I harnessed this fascination into writing a book. It never really went anywhere. I wrote several drafts over the years but could never really find the heart to finish it. When I was throwing around ideas for stories for the 'Endersley Papers' series, I revisited that story. I finally found a use for it. It's the second book and it's about halfway finished. I took a break to scribble down something else and do some research. There's a lot of research to be done. This story is set, mainly, in Petrograd during the Bolshevik uprising and then moves on to the Civil War, before finishing in the shadowy halls of Endersley House.
I've been lucky enough, in my dim and distant past, to visit Russia. I've been to St Petersburg. I've stared out of a smudged train window at the vast taiga and I've felt the biting kiss of frozen air on the snowy shores of Lake Baikal. Now, I'm trying to recapture those memories to pour into this second book. I'm trying to remember all those fascinating lectures by my former Soviet History professor so that I can do justice to the upheaval and insanity of those days of change. I'm hoping that the end result will finally put my mad desire to write this Great Russian Love Story to rest. So, stay tuned and watch this space.
A sneak peek from a rough draft.
“This is better than sitting in the kitchen, isn’t it?” Alexi ate the last of his piroshky and took a mouthful of kvass.

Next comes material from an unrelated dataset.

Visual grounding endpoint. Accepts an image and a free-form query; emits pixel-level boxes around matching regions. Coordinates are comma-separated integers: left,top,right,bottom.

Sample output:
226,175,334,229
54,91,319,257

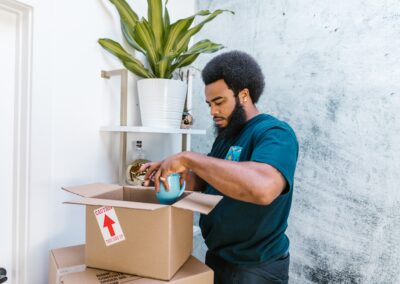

“It is.” I leant back on my elbows and stared at the river, the water restless and touched with amber. The tall, slender spire of the Peter and Paul cathedral rose into the sky, glinting in the light of the slowly sinking sun. The noise from the crowds faded to a whisper and it was easy to forget that, beyond the river bank, the city rumbled on and the world with all its troubles and turmoil were held at bay.
Alexi laid back in the grass, arms folded behind his head. “I could just fall asleep here.”
“Until the police move us on.” It was tempting just to lie back and close my eyes, lulled to sleep by the constant whisper of the water.
“You are always so practical. Do you have any romance in your soul?”
“I lost that when I started working at the clinic.”
He turned onto his side and faced me. “I don’t believe that.”
“All right, then. Perhaps there’s a little bit in here somewhere.”
Alexi edged closer, resting on his stomach. “Perhaps I should help you to find it.”
“Are you flirting with me?” The question was asked before I could stop it. I couldn’t blame it on the kvass, there was scarcely enough alcohol in it to inebriate a kitten.
He was silent for a moment, clearly finding something of interest in the grass. “I might be. Does that make you uncomfortable?”
I glanced around, there were a few people about, a little further away and clearly more interested in watching the river and admiring the scenery than two young men talking. “Not in the least.” I took a leap in the dark, reached up and touched his face.
We looked at each other in the sudden silence. It seemed that the world paused around us. We were the only two people in it. Alexi covered my hand with his for a moment and turned his head to place a kiss on my palm. He closed his eyes and let his lips linger there. His touch was perfect, electric and I wanted to be alone with him, anywhere but on that riverbank.